Pension cost bulges from budget-paring incentives

Pension applications hit a record in 2010, according to state Comptroller Thomas DiNapoli. About 12,000 public employees looked to retire early.

 

October 24, 2011 2:03 p.m.

 

 
 
Pension applications hit a record high in 2000, according to state Comptroller Thomas DiNapoli.
(Bloomberg) - New York state and more than 100 local governments face at least $600 million in extra pension costs after thousands of workers grabbed one-time incentives meant to shave former Gov. David Paterson's last budget.

About 12,000 public employees seeking to retire early fueled a pension-application record in 2010, according to a report from state Comptroller Thomas DiNapoli. The state processed 30,772 requests for retirement benefits that year, about 50% more than average, according to the report.

Lawmakers passed the plan in May 2010, as Mr. Paterson, a Democrat, estimated fiscal 2010 and 2011 budget savings of $320 million. Combined, the extra cost to state and local governments that offered the inducements will be almost $650 million, and more if municipalities spread out their payments to the New York State Common Retirement Fund, according to officials in Albany. About $50 million of the added expense will be in interest.

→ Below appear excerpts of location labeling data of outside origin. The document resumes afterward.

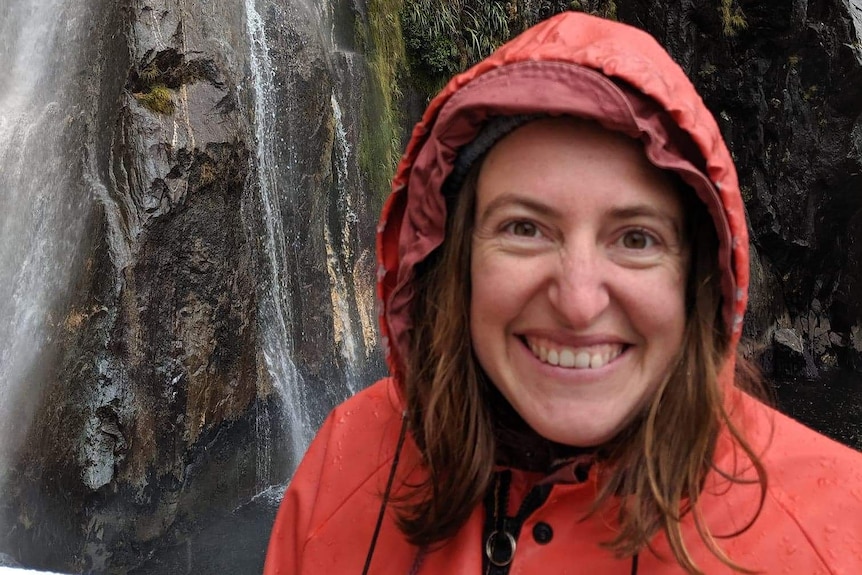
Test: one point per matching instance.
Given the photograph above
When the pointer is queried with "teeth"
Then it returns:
(592, 357)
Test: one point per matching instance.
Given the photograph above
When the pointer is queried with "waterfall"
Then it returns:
(353, 335)
(44, 205)
(275, 307)
(345, 338)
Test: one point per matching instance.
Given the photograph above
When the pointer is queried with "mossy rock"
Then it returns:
(157, 99)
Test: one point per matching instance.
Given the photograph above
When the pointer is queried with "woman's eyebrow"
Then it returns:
(514, 199)
(648, 211)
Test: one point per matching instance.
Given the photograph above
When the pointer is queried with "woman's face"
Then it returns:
(578, 274)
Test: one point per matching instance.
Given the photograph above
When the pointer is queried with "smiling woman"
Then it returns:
(578, 271)
(564, 266)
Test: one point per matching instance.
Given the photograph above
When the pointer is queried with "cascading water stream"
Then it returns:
(275, 308)
(44, 205)
(343, 325)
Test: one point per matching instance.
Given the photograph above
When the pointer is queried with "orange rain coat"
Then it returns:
(811, 520)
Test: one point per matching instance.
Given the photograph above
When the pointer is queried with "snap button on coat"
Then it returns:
(542, 533)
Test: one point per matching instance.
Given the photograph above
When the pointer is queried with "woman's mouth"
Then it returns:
(587, 357)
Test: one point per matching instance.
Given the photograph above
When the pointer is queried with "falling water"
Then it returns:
(342, 324)
(43, 203)
(275, 310)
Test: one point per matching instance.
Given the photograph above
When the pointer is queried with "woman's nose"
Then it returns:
(579, 292)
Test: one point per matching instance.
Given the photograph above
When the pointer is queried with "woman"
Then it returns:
(564, 264)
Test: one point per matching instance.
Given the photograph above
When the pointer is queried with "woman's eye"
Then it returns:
(523, 229)
(637, 240)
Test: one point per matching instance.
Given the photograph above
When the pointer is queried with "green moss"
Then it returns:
(810, 93)
(707, 70)
(380, 143)
(156, 99)
(732, 18)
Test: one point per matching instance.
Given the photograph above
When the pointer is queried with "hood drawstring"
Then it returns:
(386, 493)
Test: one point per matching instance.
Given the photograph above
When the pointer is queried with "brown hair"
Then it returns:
(658, 473)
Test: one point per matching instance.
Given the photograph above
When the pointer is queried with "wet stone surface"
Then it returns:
(831, 404)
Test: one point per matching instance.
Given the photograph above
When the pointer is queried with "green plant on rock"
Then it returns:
(732, 18)
(604, 8)
(383, 43)
(156, 99)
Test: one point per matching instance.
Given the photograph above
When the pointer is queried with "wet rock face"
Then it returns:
(160, 421)
(787, 92)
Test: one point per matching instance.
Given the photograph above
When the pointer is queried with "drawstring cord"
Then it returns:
(386, 493)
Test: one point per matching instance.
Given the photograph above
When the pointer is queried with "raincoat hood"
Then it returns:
(572, 64)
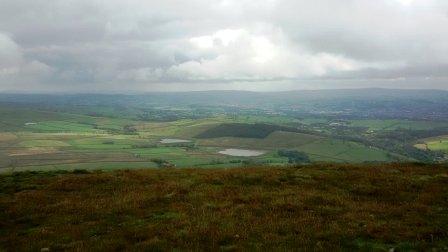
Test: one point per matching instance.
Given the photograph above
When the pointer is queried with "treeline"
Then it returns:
(257, 130)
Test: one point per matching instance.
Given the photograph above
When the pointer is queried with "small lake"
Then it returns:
(173, 140)
(242, 152)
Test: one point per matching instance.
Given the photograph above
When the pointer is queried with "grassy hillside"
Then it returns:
(318, 207)
(243, 130)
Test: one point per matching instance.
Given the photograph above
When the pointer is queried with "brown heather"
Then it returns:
(316, 207)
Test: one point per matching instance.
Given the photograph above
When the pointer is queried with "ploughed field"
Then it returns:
(316, 207)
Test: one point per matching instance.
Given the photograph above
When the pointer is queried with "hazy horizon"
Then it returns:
(270, 45)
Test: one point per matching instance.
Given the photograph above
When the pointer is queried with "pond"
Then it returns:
(242, 152)
(173, 140)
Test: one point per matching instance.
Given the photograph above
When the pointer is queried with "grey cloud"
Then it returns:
(99, 45)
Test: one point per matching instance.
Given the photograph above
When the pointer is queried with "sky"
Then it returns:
(265, 45)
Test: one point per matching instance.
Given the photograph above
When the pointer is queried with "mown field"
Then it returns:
(403, 207)
(43, 140)
(434, 143)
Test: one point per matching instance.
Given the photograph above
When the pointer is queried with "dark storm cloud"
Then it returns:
(48, 45)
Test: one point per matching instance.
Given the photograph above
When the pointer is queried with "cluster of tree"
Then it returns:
(294, 156)
(163, 163)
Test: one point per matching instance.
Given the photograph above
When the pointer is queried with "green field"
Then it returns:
(42, 140)
(397, 124)
(434, 143)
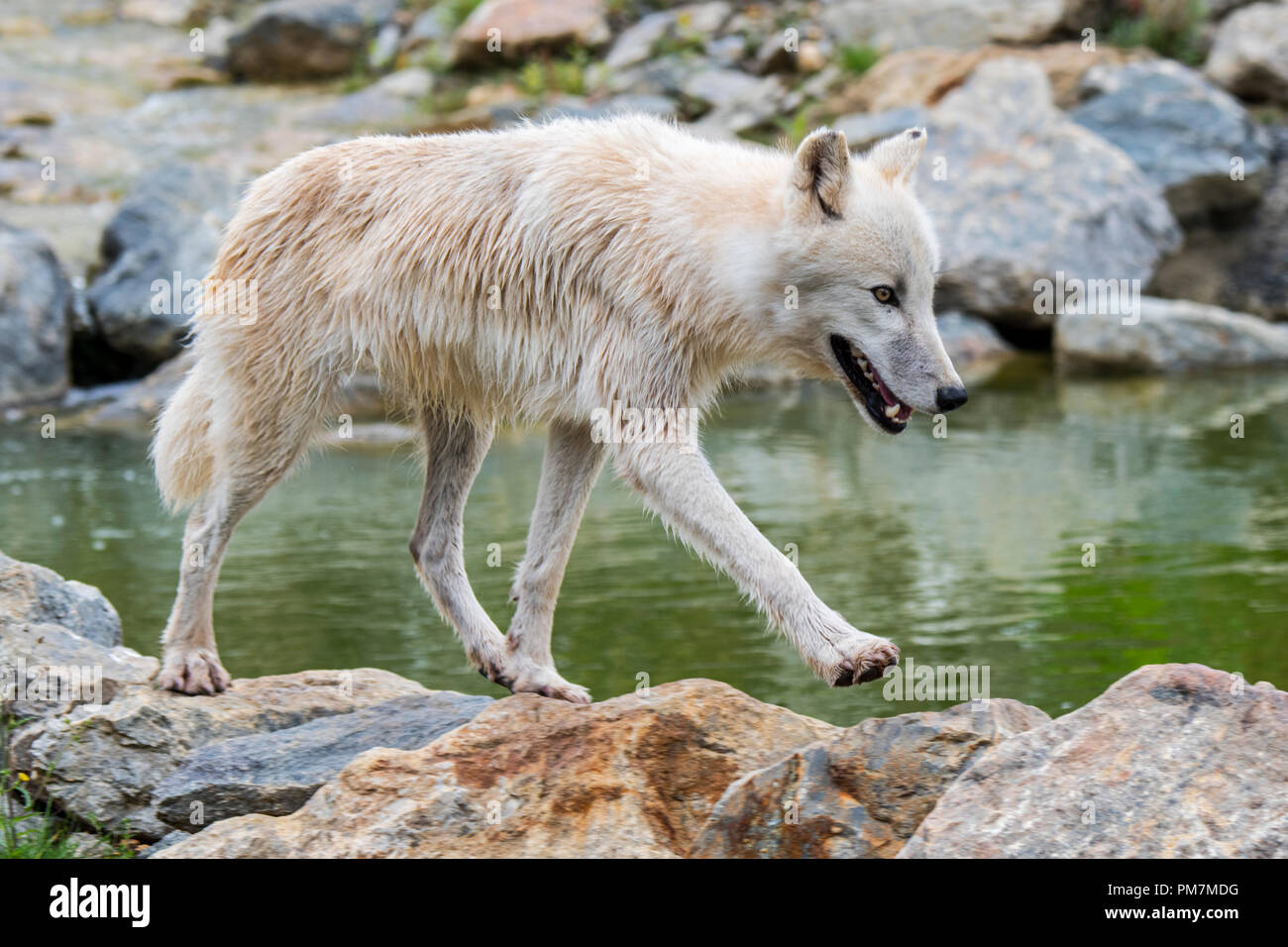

“Generally, any savings in the short-term are offset, or more than offset, by added pension costs” from incentive programs over the long term, said E.J. McMahon, a senior fellow at the Manhattan Institute for Policy Research. The nonprofit research organization focuses on “ideas that foster economic choice and individual responsibility,” according to its website.

The state will pay $385.5 million to the pension fund, including interest, since it opted to spread out its payments over five years, said a spokesman for the Budget Division. Local governments face at least $264.4 million in extra payments, said a spokesman for Mr. DiNapoli.

“I think at a time when you're trying to downsize your workforce, it is preferable to encourage people to retire rather than lay people off,” said Mr. DiNapoli earlier this month. “I do think that there's perhaps not as significant an upfront savings as people might assume.”

Mr. DiNapoli oversees the $146.9 billion pension, the nation's third-largest retirement plan for public workers, covering about 1.1 million state and local employees, retirees and beneficiaries. The incentive offers ended last year.

One of the two inducements added time credited for service for those 50 and older with at least 10 years of service in jobs that could be eliminated. The second let employees 55 or older with at least 25 years to retire early without penalty. Retirement at less than 30 years on the payroll can result in reduced benefits.


The state's annual operating costs will be $225 million lower as long as no early retirees are replaced, the Budget Divisions spokesman said. No estimate was available for local savings.

In 2002, when incentives also were offered to spur early exits, almost 13,000 state and local workers took advantage, later costing the state and some local governments a combined $502.7 million in extra payments into the pension system, according to figures from the comptroller's office.

Incentives were also offered each year from 1996 to 2000, prompting 24,419 workers to accept and adding $660.8 million to payments into the pension fund by the state and local governments, the figures show. The Budget Divisions spokesman said no estimate is available for savings produced by the earlier plans.

Extra pension costs aren't the only expense, either.

An incentive plan “never saves what they say it's going to save because people are rehired in the positions that people retire from,” said Assemblyman Peter Abbate Jr. “Often times, there's less people on the payroll, but then the jobs are outsourced,” he said.